The 54-year-old who found a wife and God in jail said he has not been in trouble since he was released from prison in 1990. He has a cozy living room, a big-screen TV, a shiny Ford Explorer and he worked hard for all of it, he said.
"He's been a clean-cut guy as far as I know," said the Rev. Eula Mae Turner Brock, a local pastor who has known Judson for 20 years. "I think he's a pretty decent guy."
And the rape? Judson's bottom lip trembles when he's asked about it.
He said it stemmed from a domestic dispute he had with a single mother of two who lived in the East New York section of Brooklyn in the 1970s, Judson told the Record Saturday morning. The former Black Panther member said he stole her welfare check and moved in with another woman in South Carolina.
When he got back to Brooklyn, the woman was mad. Judson was drunk. They fought. She accused him of rape. He was convicted of rape, sodomy and burglary and served 13 years. He's been free for the past 14 years.
He said it had nothing to do with a college student and did not occur in or near a college dormitory.
"230 New Lots Avenue, I think it was," he said. "Nowhere near a college."
Though he's lived in relative obscurity since his release from prison in 1990, he says he knew all this would come out some day, even if his sins are nearly 30 years old. He didn't know it would happen the way it did.

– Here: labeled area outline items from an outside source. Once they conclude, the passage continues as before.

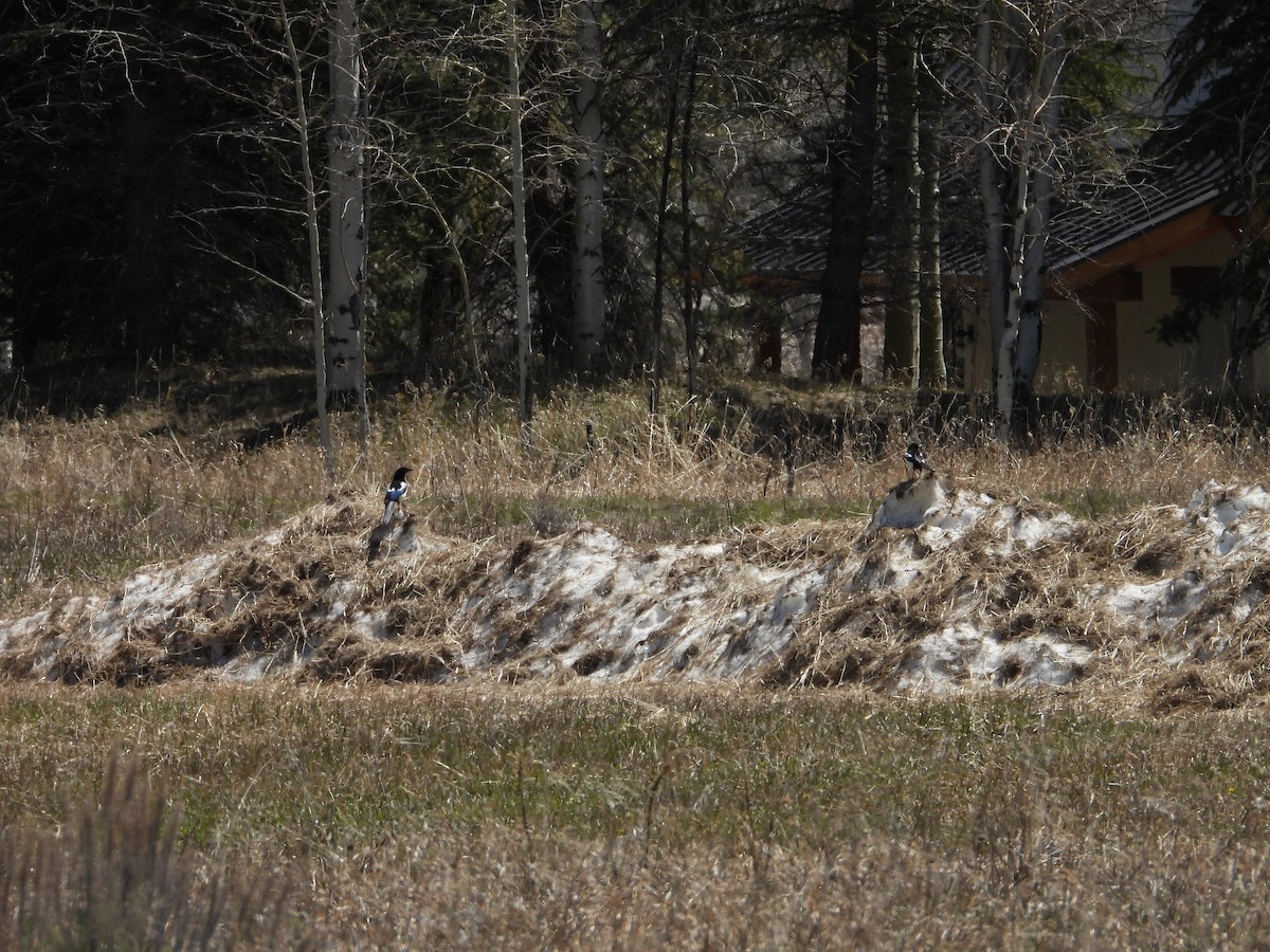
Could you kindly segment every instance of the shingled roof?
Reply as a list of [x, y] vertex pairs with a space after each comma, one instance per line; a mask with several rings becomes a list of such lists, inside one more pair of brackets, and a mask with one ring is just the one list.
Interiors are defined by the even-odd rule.
[[[973, 178], [942, 185], [941, 269], [946, 277], [983, 274], [983, 213]], [[1224, 162], [1213, 157], [1179, 169], [1157, 169], [1132, 182], [1090, 190], [1080, 201], [1055, 202], [1049, 239], [1052, 275], [1109, 254], [1152, 228], [1222, 198]], [[885, 235], [879, 216], [869, 236], [866, 273], [881, 273]], [[756, 277], [791, 291], [819, 288], [829, 235], [829, 185], [804, 185], [784, 204], [751, 218], [743, 240]]]

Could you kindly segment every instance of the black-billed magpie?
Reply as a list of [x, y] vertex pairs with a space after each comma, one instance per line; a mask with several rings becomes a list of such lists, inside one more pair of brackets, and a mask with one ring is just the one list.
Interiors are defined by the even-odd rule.
[[392, 481], [389, 482], [389, 489], [384, 494], [384, 519], [380, 522], [381, 526], [387, 526], [392, 522], [392, 513], [396, 512], [398, 503], [401, 501], [401, 496], [410, 487], [410, 484], [405, 481], [408, 472], [414, 471], [409, 466], [399, 466], [398, 471], [392, 473]]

WHEN THE media questions stopped coming in Kirwan's office yesterday, it was Judson's turn.
"Do you know that what you're putting out to the public is false?" Judson said, his voice rising. "You're lying."
Kirwan stood by his information, but wouldn't give up the source. Kirwan stood up. Judson walked forward. Eyes got big and spit flew as reporters scribbled on their pads and held their microphones closer.
"If you raped and sodomized a woman, I don't give a goddamn where it was!" shouted Kirwan. "You shouldn't be living anywhere near a college campus."
The exchanges continued. Judson said the accusations made him feel persecuted.
"I see," Judson said as he stepped backward out the door, "A white politician's gonna slander me to elevate his career."
The reporters followed Judson to the parking lot. Kirwan fiddled with his belt buckle.

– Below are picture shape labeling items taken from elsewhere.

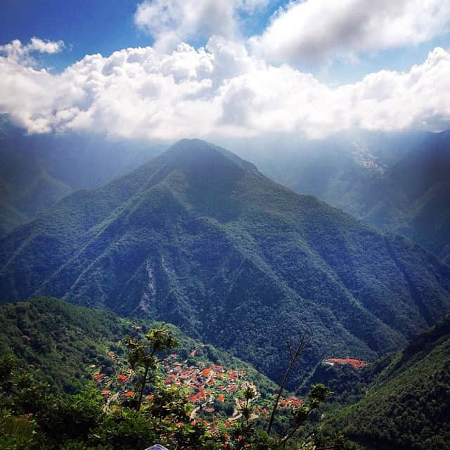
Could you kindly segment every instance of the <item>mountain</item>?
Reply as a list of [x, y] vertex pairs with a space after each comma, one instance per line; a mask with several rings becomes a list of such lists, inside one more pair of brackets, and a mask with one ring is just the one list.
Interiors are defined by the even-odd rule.
[[[143, 340], [146, 333], [160, 326], [54, 298], [34, 298], [0, 305], [0, 354], [10, 352], [19, 365], [34, 368], [35, 378], [49, 384], [55, 392], [85, 390], [98, 373], [108, 378], [103, 381], [110, 389], [112, 379], [129, 371], [125, 335]], [[192, 367], [215, 364], [243, 371], [264, 397], [276, 387], [248, 363], [191, 339], [174, 326], [167, 326], [179, 342], [174, 351], [179, 361], [187, 360]]]
[[373, 360], [450, 311], [450, 268], [184, 140], [139, 169], [61, 200], [1, 241], [0, 298], [36, 295], [141, 314], [253, 364], [272, 379], [284, 343], [319, 360]]
[[101, 186], [162, 148], [75, 133], [27, 135], [0, 115], [0, 238], [73, 191]]
[[450, 317], [387, 362], [371, 368], [360, 401], [334, 413], [335, 426], [368, 449], [450, 449]]
[[274, 153], [252, 160], [297, 192], [450, 261], [450, 131], [360, 134]]

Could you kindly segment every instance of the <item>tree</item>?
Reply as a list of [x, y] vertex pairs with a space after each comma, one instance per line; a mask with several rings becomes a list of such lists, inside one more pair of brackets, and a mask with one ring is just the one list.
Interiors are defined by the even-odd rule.
[[150, 330], [145, 338], [148, 342], [131, 338], [128, 335], [125, 337], [127, 347], [129, 351], [128, 362], [130, 366], [134, 370], [142, 368], [144, 371], [136, 406], [137, 411], [141, 409], [146, 383], [151, 379], [158, 367], [158, 359], [156, 353], [178, 347], [176, 338], [167, 331], [165, 323], [158, 328]]

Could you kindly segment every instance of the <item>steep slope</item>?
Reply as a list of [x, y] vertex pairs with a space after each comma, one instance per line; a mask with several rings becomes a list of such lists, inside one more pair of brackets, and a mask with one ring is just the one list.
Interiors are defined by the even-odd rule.
[[[124, 364], [128, 355], [125, 335], [143, 339], [149, 329], [160, 325], [54, 298], [34, 298], [0, 305], [0, 354], [11, 352], [20, 365], [34, 368], [35, 378], [49, 383], [53, 392], [73, 392], [86, 389], [94, 373], [103, 373], [110, 385], [114, 375], [129, 371]], [[172, 325], [167, 327], [179, 341], [174, 350], [179, 360], [188, 360], [191, 366], [215, 363], [244, 371], [264, 397], [276, 387], [248, 363], [195, 341]], [[193, 350], [195, 356], [190, 354]]]
[[373, 359], [450, 310], [450, 269], [431, 254], [196, 140], [19, 227], [0, 267], [3, 301], [167, 320], [274, 378], [304, 330], [299, 376], [324, 356]]
[[[258, 163], [260, 157], [253, 156]], [[450, 131], [310, 142], [276, 153], [264, 168], [300, 193], [316, 195], [450, 261]]]
[[27, 135], [0, 115], [0, 238], [74, 190], [101, 186], [161, 150], [101, 136]]
[[368, 449], [450, 449], [450, 318], [397, 354], [375, 380], [335, 418], [338, 429]]

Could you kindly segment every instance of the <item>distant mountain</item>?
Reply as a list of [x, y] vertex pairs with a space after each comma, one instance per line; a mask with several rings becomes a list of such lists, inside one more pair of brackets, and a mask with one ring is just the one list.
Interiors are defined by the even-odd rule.
[[94, 135], [27, 135], [0, 115], [0, 238], [69, 193], [98, 187], [162, 149]]
[[368, 449], [449, 450], [450, 318], [390, 359], [359, 403], [332, 413], [335, 426]]
[[4, 302], [51, 295], [168, 321], [273, 379], [304, 330], [299, 379], [323, 357], [402, 347], [449, 293], [450, 269], [418, 245], [198, 140], [65, 197], [0, 249]]
[[450, 262], [450, 131], [366, 134], [311, 141], [263, 171], [379, 229], [407, 236]]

Provisions of Megan's Law began when law took effect
Megan's Law allows the state to release different amounts of information on sex offenders to the public depending on what risk level the sex offenders have been assigned. Risk levels are assigned based on the likelihood a sex offender will commit another offense. Police can release a considerable amount of information on Level 3 offenders – those deemed most dangerous – but can release little information on Level 1 offenders.
Because of a ruling by Federal District Court Judge Denny Chin, the state is prohibited from releasing the names and addresses of 7,900 sex offenders who were convicted before Jan. 21, 1996, when Megan's Law went into effect. The ruling does not affect anyone convicted after Jan. 21, 1996.

City seeks injunction against parolee dumping
A day after nearly 100 people protested the placing of sex offenders in Newburgh, state Assemblyman Tom Kirwan said he's lending his support to the city in seeking an injunction to stop the state Division of Parole and the Orange County's Department of Social Services from placing paroled sex offenders in Newburgh.
"Should the city's corporation counsel have a problem with this action, attorney Michael Mazzariello has agreed to file an injunction [for free]," Kirwan said.
The city's corporation counsel is working on the injunction.

funnyface09
04-21-2004, 03:34 PM
Good article. This goes on all the time. Politicians slander people and make up stories and statistics to further there own agendas. It is a horrible way to get votes, but unfortunately it works.